Они шли по деревням, давая в последний раз свои представления. В последний раз медведи показывали своё артистическое искусство: плясали, боролись, показывали, как мальчишки горох воруют, как ходит молодица и как старая баба; в последний раз они получали угощение в виде стаканчика водки, который медведь, стоя на задних лапах, брал обеими подошвами передних, прикладывал к своему мохнатому рылу и, опрокинув голову назад, выливал в пасть, после чего облизывался и выражал своё удовольствие тихим рёвом, полным каких-то странных вздохов. В последний раз к цыганам приходили старики и старухи, чтобы полечиться верным, испытанным средством, состоявшим в том, чтобы лечь на землю под медведя, который ложился на пациента брюхом, широко растопырив во все стороны по земле свои четыре лапы, и лежал, пока цыган не считал сеанса уже достаточно продолжительным. В последний раз их вводили в хаты, причём, если медведь добровольно соглашался войти, его вели в передний угол и сажали там, и радовались его согласию, как доброму знаку; а если он, несмотря на все уговоры и ласки, не переступал порога, то хозяева печалились, а соседи говорили:
— Шось таке е! Бо вин зна!
Большая часть цыган пришла из западных уездов, так что им приходилось спускаться к Бельску двухвёрстным спуском, и, завидев издали место своего несчастия, этот городок с его соломенными и железными крышами и двумя-тремя колокольнями, женщины принимались выть, дети плакать, а медведи из сочувствия, а может быть, — кто знает? — поняв из людских толков свою горькую участь, так реветь, что встречавшиеся обозы сворачивали с дороги в сторону, чтобы не слишком перепугать волов и лошадей, а сопровождавшие их собаки с визгом и трепетом забивались под самые возы, туда, где хохлы привязывают дегтярную мазныцю[33] с квачем[34].
* * *
У ворот бельского исправника[35] собралось несколько стариков цыган. Они приоделись, чтобы представиться начальству в приличном виде. На всех были чёрные или синие суконные бешметы[36] с наборными серебряными с чернью поясами, шёлковые рубахи с узеньким галуном[37] по воротнику, плисовые шаровары[38], большие сапоги, у некоторых с расшитыми и прорезанными узорами голенищами, и большею частью барашковые шапки. Это убранство надевалось только в самых торжественных случаях.
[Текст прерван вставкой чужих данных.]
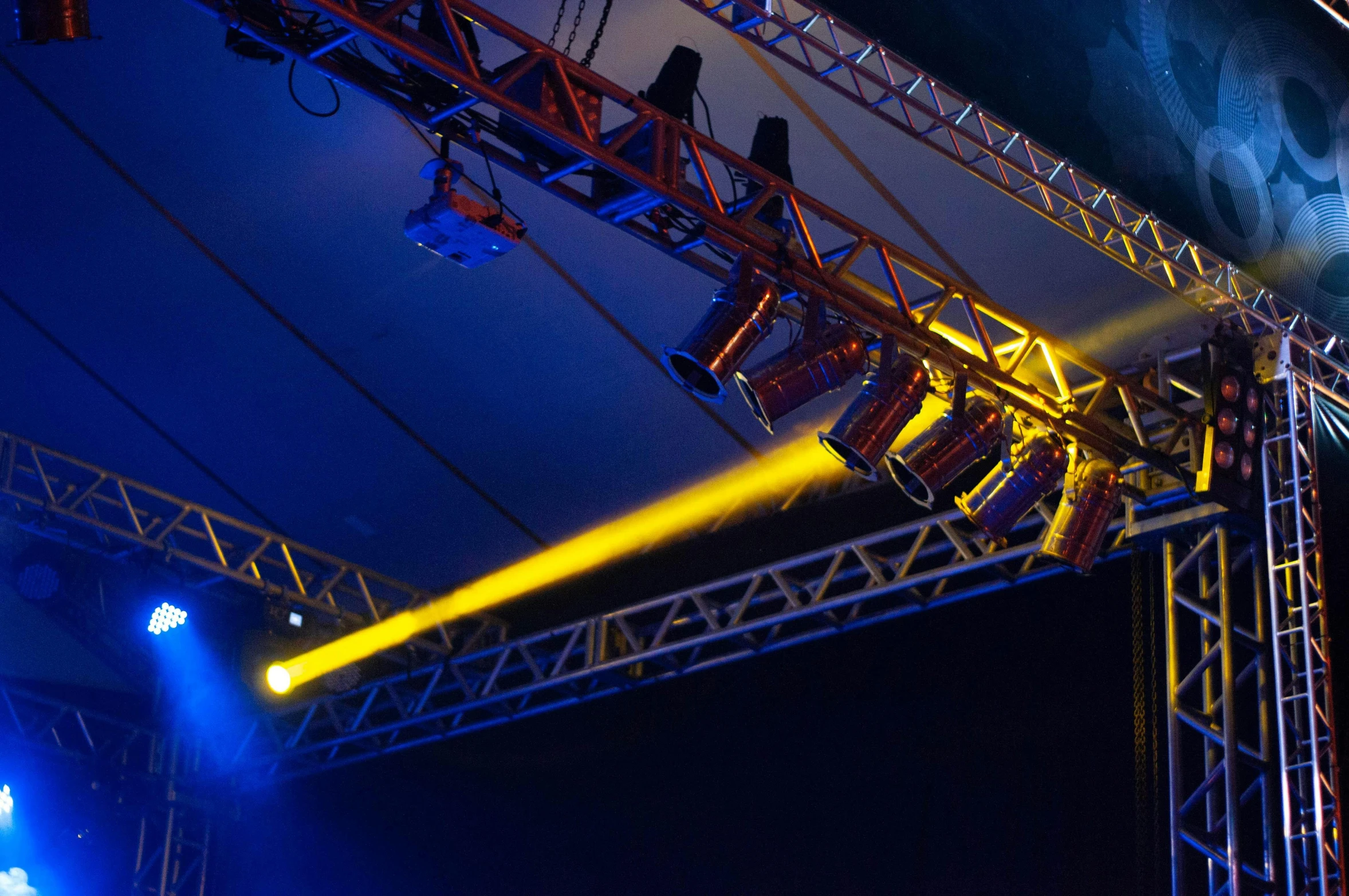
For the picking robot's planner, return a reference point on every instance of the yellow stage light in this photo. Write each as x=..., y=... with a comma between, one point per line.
x=777, y=474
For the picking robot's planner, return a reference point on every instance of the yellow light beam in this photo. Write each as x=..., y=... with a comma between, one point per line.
x=779, y=473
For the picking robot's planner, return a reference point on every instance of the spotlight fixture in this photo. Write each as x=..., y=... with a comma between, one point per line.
x=888, y=401
x=458, y=227
x=165, y=617
x=1080, y=525
x=44, y=21
x=946, y=450
x=1004, y=497
x=741, y=316
x=1233, y=416
x=816, y=365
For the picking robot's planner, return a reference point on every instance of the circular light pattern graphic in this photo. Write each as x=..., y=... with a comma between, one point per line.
x=165, y=617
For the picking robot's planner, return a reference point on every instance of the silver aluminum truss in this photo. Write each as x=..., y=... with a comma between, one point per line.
x=174, y=844
x=69, y=730
x=808, y=38
x=61, y=494
x=150, y=768
x=1218, y=741
x=910, y=568
x=1308, y=769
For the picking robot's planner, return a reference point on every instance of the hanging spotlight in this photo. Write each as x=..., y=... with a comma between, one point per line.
x=946, y=450
x=888, y=400
x=165, y=617
x=1004, y=497
x=42, y=21
x=807, y=370
x=1080, y=525
x=741, y=316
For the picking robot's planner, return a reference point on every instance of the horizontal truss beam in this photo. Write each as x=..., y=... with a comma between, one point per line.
x=126, y=516
x=808, y=38
x=958, y=331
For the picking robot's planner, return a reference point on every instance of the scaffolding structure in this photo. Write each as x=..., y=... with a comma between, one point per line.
x=1248, y=681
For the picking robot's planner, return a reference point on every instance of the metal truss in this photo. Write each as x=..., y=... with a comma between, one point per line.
x=174, y=844
x=65, y=729
x=838, y=56
x=910, y=568
x=174, y=828
x=123, y=517
x=679, y=202
x=1218, y=744
x=1305, y=722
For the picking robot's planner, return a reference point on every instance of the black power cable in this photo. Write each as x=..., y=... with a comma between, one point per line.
x=290, y=84
x=142, y=416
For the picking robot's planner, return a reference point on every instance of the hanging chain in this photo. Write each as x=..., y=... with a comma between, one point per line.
x=1140, y=736
x=576, y=23
x=599, y=33
x=557, y=26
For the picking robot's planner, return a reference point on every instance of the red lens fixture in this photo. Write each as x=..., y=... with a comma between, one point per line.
x=871, y=424
x=1080, y=525
x=1004, y=497
x=807, y=370
x=946, y=450
x=1224, y=455
x=740, y=317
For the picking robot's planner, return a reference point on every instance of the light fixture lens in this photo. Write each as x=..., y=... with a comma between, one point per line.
x=1224, y=455
x=278, y=679
x=165, y=617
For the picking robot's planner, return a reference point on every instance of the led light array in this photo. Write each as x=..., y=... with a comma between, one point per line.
x=165, y=617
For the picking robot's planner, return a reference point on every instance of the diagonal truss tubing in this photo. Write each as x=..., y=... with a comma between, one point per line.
x=1302, y=640
x=69, y=730
x=838, y=56
x=128, y=516
x=904, y=570
x=804, y=266
x=1217, y=708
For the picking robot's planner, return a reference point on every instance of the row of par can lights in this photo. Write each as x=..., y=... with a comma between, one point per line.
x=827, y=357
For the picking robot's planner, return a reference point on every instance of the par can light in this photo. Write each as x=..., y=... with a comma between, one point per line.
x=869, y=426
x=946, y=450
x=804, y=371
x=740, y=317
x=42, y=21
x=1080, y=525
x=1004, y=497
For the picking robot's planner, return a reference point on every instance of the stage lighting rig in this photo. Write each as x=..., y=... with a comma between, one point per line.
x=458, y=227
x=1084, y=516
x=1233, y=418
x=1005, y=496
x=888, y=401
x=44, y=21
x=741, y=317
x=822, y=361
x=945, y=450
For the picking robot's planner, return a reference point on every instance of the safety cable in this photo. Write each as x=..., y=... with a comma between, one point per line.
x=126, y=403
x=268, y=306
x=290, y=84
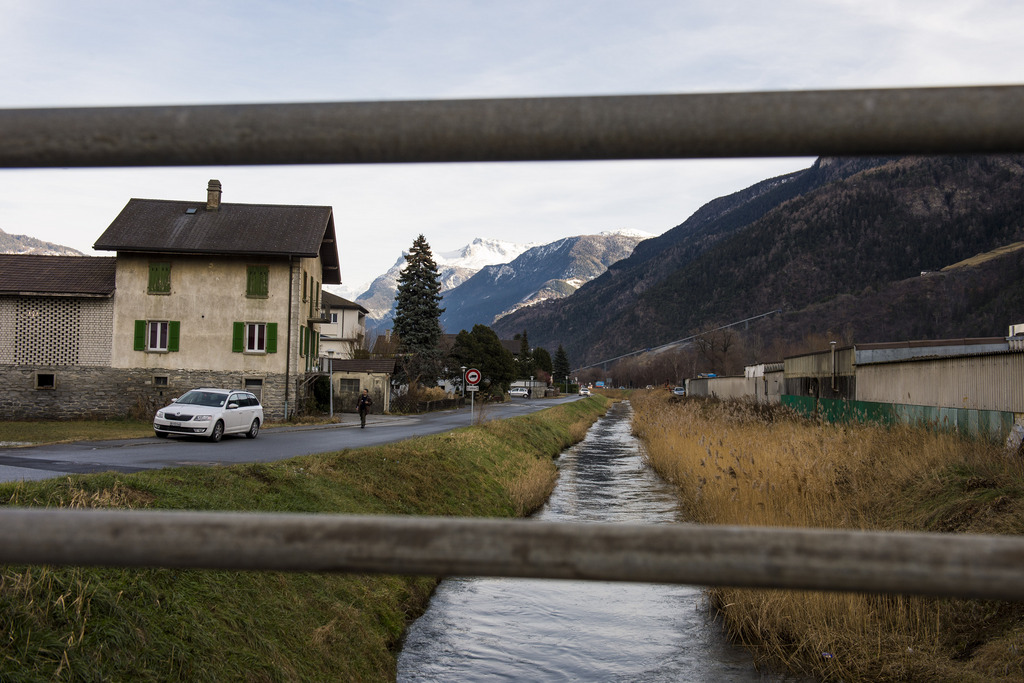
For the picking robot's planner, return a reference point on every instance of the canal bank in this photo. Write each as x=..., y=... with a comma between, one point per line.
x=95, y=624
x=508, y=629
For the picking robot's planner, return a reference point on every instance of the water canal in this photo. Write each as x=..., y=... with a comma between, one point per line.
x=519, y=630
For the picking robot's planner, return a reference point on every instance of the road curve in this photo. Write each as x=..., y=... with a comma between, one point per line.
x=44, y=462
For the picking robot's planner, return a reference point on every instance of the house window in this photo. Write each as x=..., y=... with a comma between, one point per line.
x=254, y=338
x=258, y=281
x=160, y=278
x=254, y=386
x=157, y=336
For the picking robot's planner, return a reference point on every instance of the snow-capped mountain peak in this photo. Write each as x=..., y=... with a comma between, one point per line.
x=480, y=252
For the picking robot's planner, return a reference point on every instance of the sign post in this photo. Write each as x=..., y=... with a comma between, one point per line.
x=472, y=380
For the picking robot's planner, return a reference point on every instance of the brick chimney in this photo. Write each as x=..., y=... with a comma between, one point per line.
x=213, y=196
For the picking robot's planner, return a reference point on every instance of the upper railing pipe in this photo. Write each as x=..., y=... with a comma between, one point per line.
x=979, y=566
x=685, y=126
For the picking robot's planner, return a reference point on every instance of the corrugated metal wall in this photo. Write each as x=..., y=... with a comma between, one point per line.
x=731, y=387
x=984, y=382
x=820, y=365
— Спит? — спросил высокий, прямой, пожелтевший от старости цыган выходившего из двора городового, одного из одиннадцати, обязанных охранять порядок в городе Бельске.
— Встаёт, одевается. Сейчас позовут вас, — отвечал городовой.
Старики, до тех пор неподвижно сидевшие и стоявшие, зашевелились и начали тихо разговаривать между собою. Старший вынул что-то из кармана шаровар; все окружили его и смотрели на предмет, находившийся в его руках.